CA Paris, Pôle 5 ch. 4, 15 novembre 2023, n° 21/00146

PARIS

Arrêt

Confirmation

PARTIES

Demandeur :

Applications Techniques Fluides (SARL)

COMPOSITION DE LA JURIDICTION

Président :

Mme Brun-Lallemand

Conseillers :

Mme Depelley, M. Richaud

Avocats :

Me Grappotte-Benetreau, Me Roux

T. com. Paris, 13e ch., du 28 sept. 2020…

28 septembre 2020

FAITS ET PROCÉDURE

La société Entreprise générale [K] [X] (ci-après "[K] [X]"), qui a pour activité la construction dans le secteur du bâtiment et des travaux publics, a sous-traité à la société Applications Techniques Fluides (ci-après "ATF"), des prestations de plomberie et d'installation thermique dans le cadre de ses chantiers.

Au cours de l'année 2018, la société [K] [X] a résilié trois contrats de sous-traitance conclus avec la société ATF.

Le 3 juillet 2018, la société ATF a mis en demeure la société [K] [X] d'avoir à lui payer la somme de 1.225.409,31 €, au titre de diverses retenues de garanties, de chantiers en cours non réglés et de préjudices subis du fait de la résiliation des trois contrats de sous-traitance.

Le 16 novembre 2018, les deux sociétés ont signé un protocole d'accord transactionnel aux termes duquel, notamment, la société ATF abandonnait toutes ses réclamations en contrepartie du paiement de la somme de 350.000 € : 300.000 € versé à la signature du protocole et 50.000 € à payer au retour par la société ATF de l'intégralité des actes spéciaux modificatifs de sous-traitance pour les contrats concernés.

Puis, par lettre de son conseil du 7 janvier 2019, la société ATF a invoqué la nullité du protocole et s'est prévalue des créances de 331.966,95 € au titre de diverses retenues de garantie, 240.000 € au titre de chantiers en cours non réglés et de 553.442,36 € au titre des préjudices subis du fait de la résiliation des contrats de sous-traitance en cours. Elle a proposé un avenant au protocole portant à 900.000 € la somme à verser par la société [K] [X].

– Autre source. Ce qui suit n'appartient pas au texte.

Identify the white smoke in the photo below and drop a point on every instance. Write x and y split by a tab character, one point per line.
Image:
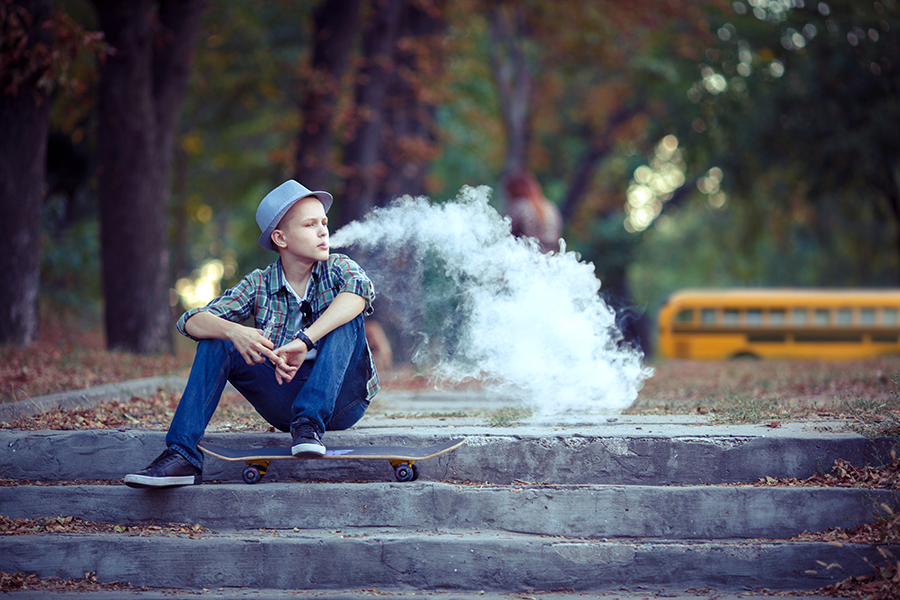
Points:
493	308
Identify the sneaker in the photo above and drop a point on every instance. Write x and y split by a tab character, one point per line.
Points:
307	443
169	469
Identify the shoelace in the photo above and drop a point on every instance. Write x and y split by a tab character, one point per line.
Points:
169	456
308	431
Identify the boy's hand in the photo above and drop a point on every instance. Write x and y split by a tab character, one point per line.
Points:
288	359
252	345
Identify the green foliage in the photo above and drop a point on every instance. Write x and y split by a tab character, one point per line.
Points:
70	268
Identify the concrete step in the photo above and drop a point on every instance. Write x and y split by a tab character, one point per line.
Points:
651	454
433	560
582	511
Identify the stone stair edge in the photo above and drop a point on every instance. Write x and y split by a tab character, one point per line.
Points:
437	561
583	511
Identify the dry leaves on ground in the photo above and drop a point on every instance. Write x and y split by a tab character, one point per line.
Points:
76	525
17	582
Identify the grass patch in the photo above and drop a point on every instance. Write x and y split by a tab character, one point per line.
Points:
508	416
877	417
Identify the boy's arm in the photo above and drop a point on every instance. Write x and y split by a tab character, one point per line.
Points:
253	346
345	307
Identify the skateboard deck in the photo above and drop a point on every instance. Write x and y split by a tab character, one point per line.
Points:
402	458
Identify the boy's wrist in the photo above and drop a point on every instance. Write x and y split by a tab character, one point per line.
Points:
301	335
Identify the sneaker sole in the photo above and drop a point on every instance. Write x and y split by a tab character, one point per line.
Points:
143	481
307	451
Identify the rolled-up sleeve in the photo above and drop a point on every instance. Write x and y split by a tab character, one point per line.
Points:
347	276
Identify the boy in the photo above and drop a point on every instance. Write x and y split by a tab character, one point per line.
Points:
305	366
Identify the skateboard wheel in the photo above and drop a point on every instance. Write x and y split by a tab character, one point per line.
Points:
251	475
404	473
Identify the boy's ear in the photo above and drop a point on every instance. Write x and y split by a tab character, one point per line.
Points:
278	239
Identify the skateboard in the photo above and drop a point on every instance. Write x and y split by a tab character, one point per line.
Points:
402	458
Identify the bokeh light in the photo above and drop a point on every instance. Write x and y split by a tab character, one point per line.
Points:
653	185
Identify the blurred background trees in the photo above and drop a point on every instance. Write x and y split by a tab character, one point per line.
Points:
686	143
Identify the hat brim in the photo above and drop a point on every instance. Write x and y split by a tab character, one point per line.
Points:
265	239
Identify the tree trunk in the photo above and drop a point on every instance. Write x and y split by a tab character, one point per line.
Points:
336	26
409	143
513	79
141	88
362	153
24	120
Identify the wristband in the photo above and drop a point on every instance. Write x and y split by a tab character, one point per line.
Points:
301	335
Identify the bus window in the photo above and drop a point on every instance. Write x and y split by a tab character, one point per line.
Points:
685	316
845	317
754	317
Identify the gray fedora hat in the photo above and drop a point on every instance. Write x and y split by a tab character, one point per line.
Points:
277	202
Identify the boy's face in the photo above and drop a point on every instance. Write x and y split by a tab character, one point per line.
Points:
303	231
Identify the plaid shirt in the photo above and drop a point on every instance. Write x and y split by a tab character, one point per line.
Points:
263	295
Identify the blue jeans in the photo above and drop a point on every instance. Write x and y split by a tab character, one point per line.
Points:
328	392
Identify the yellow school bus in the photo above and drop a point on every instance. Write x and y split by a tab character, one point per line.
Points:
780	323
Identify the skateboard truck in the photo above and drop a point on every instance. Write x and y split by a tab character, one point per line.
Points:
255	470
405	470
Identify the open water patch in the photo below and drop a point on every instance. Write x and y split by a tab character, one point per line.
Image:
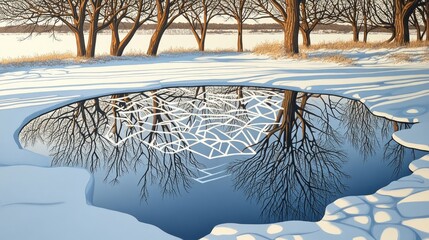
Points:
187	159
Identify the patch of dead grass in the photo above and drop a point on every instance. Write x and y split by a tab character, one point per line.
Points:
334	58
275	50
401	57
181	50
347	45
45	58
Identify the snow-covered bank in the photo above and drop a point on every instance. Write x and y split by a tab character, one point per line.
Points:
399	92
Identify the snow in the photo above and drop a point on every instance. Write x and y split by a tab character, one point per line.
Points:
53	202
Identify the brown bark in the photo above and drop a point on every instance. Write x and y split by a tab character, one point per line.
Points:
365	21
304	27
306	40
291	27
289	109
92	39
427	20
239	36
156	39
355	29
403	12
80	44
118	46
115	40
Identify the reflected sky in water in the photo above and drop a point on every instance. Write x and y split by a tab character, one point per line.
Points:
186	159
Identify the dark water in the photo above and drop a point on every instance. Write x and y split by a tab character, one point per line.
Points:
187	159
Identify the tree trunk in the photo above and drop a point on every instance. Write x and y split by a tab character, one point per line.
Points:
355	32
289	108
419	35
306	40
156	39
201	44
402	30
392	37
291	27
402	16
427	20
80	44
92	37
304	27
240	36
114	43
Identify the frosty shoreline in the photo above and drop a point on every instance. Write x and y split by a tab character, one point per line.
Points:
52	203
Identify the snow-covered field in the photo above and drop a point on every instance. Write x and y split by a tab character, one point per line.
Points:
15	45
38	202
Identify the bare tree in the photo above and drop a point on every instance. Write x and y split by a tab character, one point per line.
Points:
136	12
33	13
166	12
286	14
96	134
427	19
367	15
199	16
419	20
314	12
297	165
350	11
403	11
73	13
240	11
383	16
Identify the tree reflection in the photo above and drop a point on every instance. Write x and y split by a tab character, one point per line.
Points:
362	131
81	134
297	165
292	140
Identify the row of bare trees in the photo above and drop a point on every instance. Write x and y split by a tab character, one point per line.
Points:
86	18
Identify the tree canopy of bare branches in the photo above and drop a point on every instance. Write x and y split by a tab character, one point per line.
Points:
166	12
403	11
240	11
136	12
199	16
286	14
314	12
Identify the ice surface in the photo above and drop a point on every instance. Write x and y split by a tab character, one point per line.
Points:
53	202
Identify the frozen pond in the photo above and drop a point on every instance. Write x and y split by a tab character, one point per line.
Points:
192	158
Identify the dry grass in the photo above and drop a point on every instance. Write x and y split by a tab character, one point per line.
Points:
181	50
275	50
272	49
45	58
347	45
335	58
401	57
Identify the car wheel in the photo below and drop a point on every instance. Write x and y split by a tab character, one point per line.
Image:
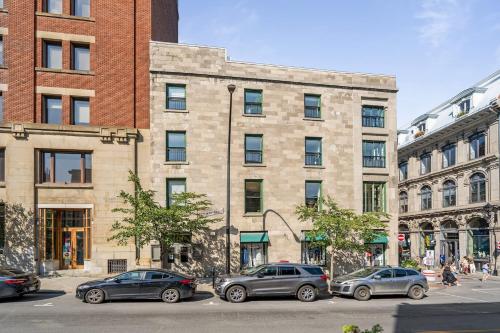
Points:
362	293
170	296
306	294
416	292
236	294
94	296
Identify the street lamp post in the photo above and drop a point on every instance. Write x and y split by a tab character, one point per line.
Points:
231	89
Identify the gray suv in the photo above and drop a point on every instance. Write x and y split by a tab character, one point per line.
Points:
366	282
304	281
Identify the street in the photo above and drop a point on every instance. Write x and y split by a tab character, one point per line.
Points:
472	307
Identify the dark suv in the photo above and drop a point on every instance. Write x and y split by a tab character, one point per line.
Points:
304	281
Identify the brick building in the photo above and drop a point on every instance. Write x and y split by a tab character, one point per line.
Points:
74	84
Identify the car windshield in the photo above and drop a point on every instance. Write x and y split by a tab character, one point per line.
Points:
363	272
251	270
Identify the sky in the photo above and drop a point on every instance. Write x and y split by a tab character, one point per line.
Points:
435	48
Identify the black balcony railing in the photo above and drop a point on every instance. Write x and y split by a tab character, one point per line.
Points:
313	159
373	121
374	161
176	154
176	103
253	157
312	112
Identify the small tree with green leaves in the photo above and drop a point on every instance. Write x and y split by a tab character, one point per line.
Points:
145	220
340	229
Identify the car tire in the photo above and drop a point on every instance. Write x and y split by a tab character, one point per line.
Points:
94	296
362	293
416	292
170	295
236	294
306	293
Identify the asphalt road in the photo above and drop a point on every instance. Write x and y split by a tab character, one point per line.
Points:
473	307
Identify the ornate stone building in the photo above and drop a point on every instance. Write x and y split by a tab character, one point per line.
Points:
449	199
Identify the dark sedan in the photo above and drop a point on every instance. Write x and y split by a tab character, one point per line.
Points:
139	284
15	283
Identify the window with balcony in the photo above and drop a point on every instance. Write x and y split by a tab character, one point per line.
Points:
176	97
373	154
80	57
253	149
80	113
66	167
374	197
477	146
373	116
175	186
52	54
253	101
52	110
253	196
312	106
449	194
477	188
449	155
80	8
176	146
426	198
313	151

Les parties ne sont pas parvenues à un accord.

Le 28 février 2019, la société ATF a fait assigner la société [K] [X] devant le tribunal de commerce de Paris pour voir prononcer la nullité du protocole du 16 novembre 2018 et obtenir condamnation de la défenderesse à lui payer la somme de 1.225.409,31 €, celle de 553.442,36 € pour rupture abusive des trois chantiers [Adresse 7], [Adresse 8] lot D1 [Localité 3] Habitat et lot D3 RIVP, ainsi que des dommages-intérêts pour rupture brutale de la relation commerciale établie.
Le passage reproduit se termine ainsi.